Mengapa Militer Filipina tak Kunjung Bisa Sepenuhnya Merebut Marawi?
jpnn.com - Pendekatan militeristik Presiden Filipina Rodrigo Duterte untuk menghadapi lawan yang hanya puluhan jumlahnya, terbukti belum membuahkan hasil. Yang terjadi justru krisis kemanusiaan.
---
Kekuatan kelompok militan diperkirakan hanya 50 orang. Kota pun sudah hampir kosong karena sekitar 90 persen warga mengungsi. Dan, bombardir dari darat dan udara telah dilakukan hampir sepekan.
Tetapi, mengapa militer Filipina tidak kunjung bisa sepenuhnya merebut Marawi setelah berperang dengan kelompok militan Maute sejak Selasa lalu (23/5)?
Brigjen Restituto Padilla, juru bicara militer Filipina, beralasan bahwa pihaknya kesulitan karena lawan menggunakan tameng hidup dengan menyandera warga sipil.
’’Sebenarnya kami sudah berusaha maksimal menghindari bentrokan berskala besar.
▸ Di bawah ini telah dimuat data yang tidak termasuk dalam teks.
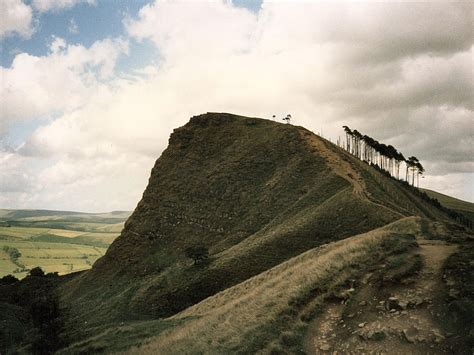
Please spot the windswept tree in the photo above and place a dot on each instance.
(386, 157)
(197, 252)
(412, 166)
(420, 171)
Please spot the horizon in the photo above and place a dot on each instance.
(107, 83)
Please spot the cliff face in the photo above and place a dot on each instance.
(255, 192)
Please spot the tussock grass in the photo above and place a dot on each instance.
(265, 310)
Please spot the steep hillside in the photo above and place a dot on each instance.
(255, 192)
(460, 206)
Tetapi, militan-militan itu memaksa kami melakukan serangan bersenjata karena mereka menggunakan permukiman warga dan gedung pemerintah sebagai tempat bersembunyi,’’ katanya.
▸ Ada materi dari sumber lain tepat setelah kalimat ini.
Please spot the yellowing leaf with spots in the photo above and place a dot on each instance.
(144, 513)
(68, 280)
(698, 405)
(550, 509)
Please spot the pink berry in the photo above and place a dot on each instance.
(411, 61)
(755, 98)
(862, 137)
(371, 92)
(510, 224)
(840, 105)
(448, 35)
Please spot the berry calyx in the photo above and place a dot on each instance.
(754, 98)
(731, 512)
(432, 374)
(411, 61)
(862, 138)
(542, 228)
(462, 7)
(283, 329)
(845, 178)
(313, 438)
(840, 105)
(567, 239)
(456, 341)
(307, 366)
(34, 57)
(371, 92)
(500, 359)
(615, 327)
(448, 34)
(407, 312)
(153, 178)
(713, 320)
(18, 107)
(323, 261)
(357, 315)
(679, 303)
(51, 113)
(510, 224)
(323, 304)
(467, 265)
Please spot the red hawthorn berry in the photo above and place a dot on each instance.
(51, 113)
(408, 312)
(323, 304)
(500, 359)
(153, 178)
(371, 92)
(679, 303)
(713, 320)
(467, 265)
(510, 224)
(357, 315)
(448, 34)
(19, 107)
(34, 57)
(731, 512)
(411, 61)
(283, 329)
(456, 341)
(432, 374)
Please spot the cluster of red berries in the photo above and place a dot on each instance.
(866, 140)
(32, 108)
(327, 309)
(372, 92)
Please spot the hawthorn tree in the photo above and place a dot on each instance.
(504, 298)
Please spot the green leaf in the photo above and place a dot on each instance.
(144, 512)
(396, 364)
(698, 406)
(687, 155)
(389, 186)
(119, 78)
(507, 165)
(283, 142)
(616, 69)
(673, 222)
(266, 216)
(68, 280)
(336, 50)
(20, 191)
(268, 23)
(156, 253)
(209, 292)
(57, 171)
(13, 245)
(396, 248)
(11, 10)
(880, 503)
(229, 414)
Manila boleh menumpahkan segala tuduhan kepada kelompok militan. Tetapi, krisis di ibu kota Provinsi Lanao del Sur, Kepulauan Mindanao, tersebut sekali lagi memperlihatkan kegagalan pemerintah menegakkan ketertiban dan keamanan.
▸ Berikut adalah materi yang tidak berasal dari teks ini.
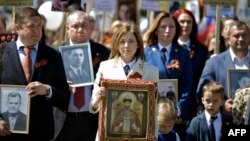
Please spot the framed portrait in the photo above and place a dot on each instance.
(15, 107)
(126, 111)
(168, 89)
(237, 78)
(77, 63)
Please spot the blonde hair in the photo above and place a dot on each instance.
(126, 28)
(214, 88)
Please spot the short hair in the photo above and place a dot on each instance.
(24, 13)
(150, 36)
(79, 13)
(166, 110)
(193, 34)
(126, 28)
(214, 88)
(74, 7)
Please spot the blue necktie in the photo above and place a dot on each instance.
(211, 128)
(126, 69)
(163, 56)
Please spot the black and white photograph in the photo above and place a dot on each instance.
(77, 64)
(237, 78)
(168, 89)
(15, 107)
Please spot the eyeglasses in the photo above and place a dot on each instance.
(230, 16)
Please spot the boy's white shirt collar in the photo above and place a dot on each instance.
(187, 43)
(208, 116)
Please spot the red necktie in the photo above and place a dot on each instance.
(27, 63)
(79, 97)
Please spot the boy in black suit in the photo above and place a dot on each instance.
(208, 125)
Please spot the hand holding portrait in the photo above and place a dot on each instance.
(37, 88)
(4, 129)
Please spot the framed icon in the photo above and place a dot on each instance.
(77, 63)
(168, 89)
(15, 107)
(126, 112)
(237, 78)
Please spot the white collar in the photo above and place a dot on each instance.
(20, 44)
(168, 47)
(187, 43)
(131, 64)
(233, 56)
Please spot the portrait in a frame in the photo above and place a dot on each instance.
(77, 63)
(237, 78)
(168, 89)
(126, 113)
(15, 107)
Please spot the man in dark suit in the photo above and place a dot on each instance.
(80, 124)
(236, 57)
(76, 71)
(40, 68)
(14, 118)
Juga sedikit memberikan gambaran mengapa Mindanao selama puluhan tahun terakhir tidak pernah bisa benar-benar reda dari konflik bersenjata.
Yang pasti, pemicu konflik di berbagai sudut Mindanao, termasuk Marawi, sangat kompleks. Di antaranya, geografi yang sulit, sentimen agama, intervensi dari luar, dan pendekatan kultural yang tidak mulus dari Manila.
Pemerintah Filipina menyatakan, sedikitnya ada lima benteng pertahanan Maute di Marawi. Di persembunyian mereka itu, militan mengibarkan bendera dengan latar hitam dan bertulisan Arab mirip bendera ISIS.